Le «ralentissement de la circulation des travailleurs
de l’industrie agricole et alimentaire » bloque de nombreuses agricultures
occidentales. Avec la fermeture des frontières due au coronavirus, elles se
découvrent toutes en même temps dépendantes de main d’œuvre venue d’ailleurs :
Latino-Américains aux États-Unis, Maghrébins pour récolter les fraises en
Espagne, backpackers européens en Australie, travailleurs agricoles d’Europe de
l’Est dans les champs d’asperges en Allemagne...
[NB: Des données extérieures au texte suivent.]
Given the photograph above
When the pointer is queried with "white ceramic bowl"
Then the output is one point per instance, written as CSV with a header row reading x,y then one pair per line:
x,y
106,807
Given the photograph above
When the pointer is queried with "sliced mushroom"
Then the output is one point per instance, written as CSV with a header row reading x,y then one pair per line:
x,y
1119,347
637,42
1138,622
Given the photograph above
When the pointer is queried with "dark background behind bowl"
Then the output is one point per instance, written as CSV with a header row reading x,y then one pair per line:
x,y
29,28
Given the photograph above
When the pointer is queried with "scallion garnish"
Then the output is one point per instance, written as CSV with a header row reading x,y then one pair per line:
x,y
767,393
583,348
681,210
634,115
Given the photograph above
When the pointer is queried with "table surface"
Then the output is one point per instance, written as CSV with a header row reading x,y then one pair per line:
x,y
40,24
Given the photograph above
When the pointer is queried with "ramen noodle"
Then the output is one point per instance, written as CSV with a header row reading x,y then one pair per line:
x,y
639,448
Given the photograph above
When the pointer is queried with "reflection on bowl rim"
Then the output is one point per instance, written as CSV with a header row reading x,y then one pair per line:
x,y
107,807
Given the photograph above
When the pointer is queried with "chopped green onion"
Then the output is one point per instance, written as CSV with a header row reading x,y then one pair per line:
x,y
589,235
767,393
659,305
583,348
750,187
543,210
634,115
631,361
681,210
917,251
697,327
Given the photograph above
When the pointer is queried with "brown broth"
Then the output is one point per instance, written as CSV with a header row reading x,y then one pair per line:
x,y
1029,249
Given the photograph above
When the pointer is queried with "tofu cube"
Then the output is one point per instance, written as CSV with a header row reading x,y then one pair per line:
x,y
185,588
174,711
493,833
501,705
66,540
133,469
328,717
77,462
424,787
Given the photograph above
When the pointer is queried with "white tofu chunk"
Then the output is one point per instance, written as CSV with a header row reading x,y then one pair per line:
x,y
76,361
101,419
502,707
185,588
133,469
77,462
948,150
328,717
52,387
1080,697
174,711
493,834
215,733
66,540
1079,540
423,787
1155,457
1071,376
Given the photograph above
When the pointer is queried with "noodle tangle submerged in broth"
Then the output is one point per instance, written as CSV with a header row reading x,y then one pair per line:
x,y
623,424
Autre maillon suscitant l’inquiétude, les « retards
aux frontières pour les conteneurs » de marchandises, qui entraînent un «
gâchis de produits périssables et une hausse du gaspillage alimentaire
».
Au plus fort de la crise du coronavirus en Chine, des
bateaux chargés de conteneurs de lait en poudre venant d’Europe n’ont même pas
pu être déchargés par manque de main d’œuvre dans les ports, par
exemple.
Par ailleurs, alors que des salariés de l’emblématique
magasin bio américain Whole Foods, propriété d’Amazon, se mettent en grève pour
leur santé face au coronavirus, les trois organisations internationales
s’inquiètent aussi du besoin de « protection » du personnel de la production
alimentaire ou de la distribution.
Leur souci est aussi bien de « minimiser la
propagation du virus » dans ce secteur que de « maintenir les chaînes
d’approvisionnement alimentaire ». Par temps de pandémie, l’alimentation est
devenue prioritaire pour des centaines de millions de personnes confinées dans
le monde.
« Lorsqu’il est question de protéger la santé et le
bien-être de leurs concitoyens, les pays doivent s’assurer que l’ensemble des
mesures commerciales ne perturbe pas la chaîne de l’approvisionnement
alimentaire », résument les chefs de la FAO, de l’OMS et de
l’OMC.
« C’est dans des périodes comme celles-ci que la
coopération internationale est essentielle »,
soulignent-ils.
« Nous devons nous assurer que notre réponse face à la
pandémie de la Covid-19 ne crée pas, de manière involontaire, des pénuries
injustifiées de produits essentiels et exacerbe la faim et la malnutrition »,
concluent-ils.
« Nous ne sommes qu’au début de cette crise », juge
l’économiste Abby Abassian, selon lequel il ne s’agit pas d’une crise de
production, mais surtout d’une crise de transport et de
logistique.
Selon lui, la situation en Inde va être déterminante
pour la suite. « Les récoltes commencent dans quelques semaines, la fluidité
des marchandises doit être assurée » dit-il.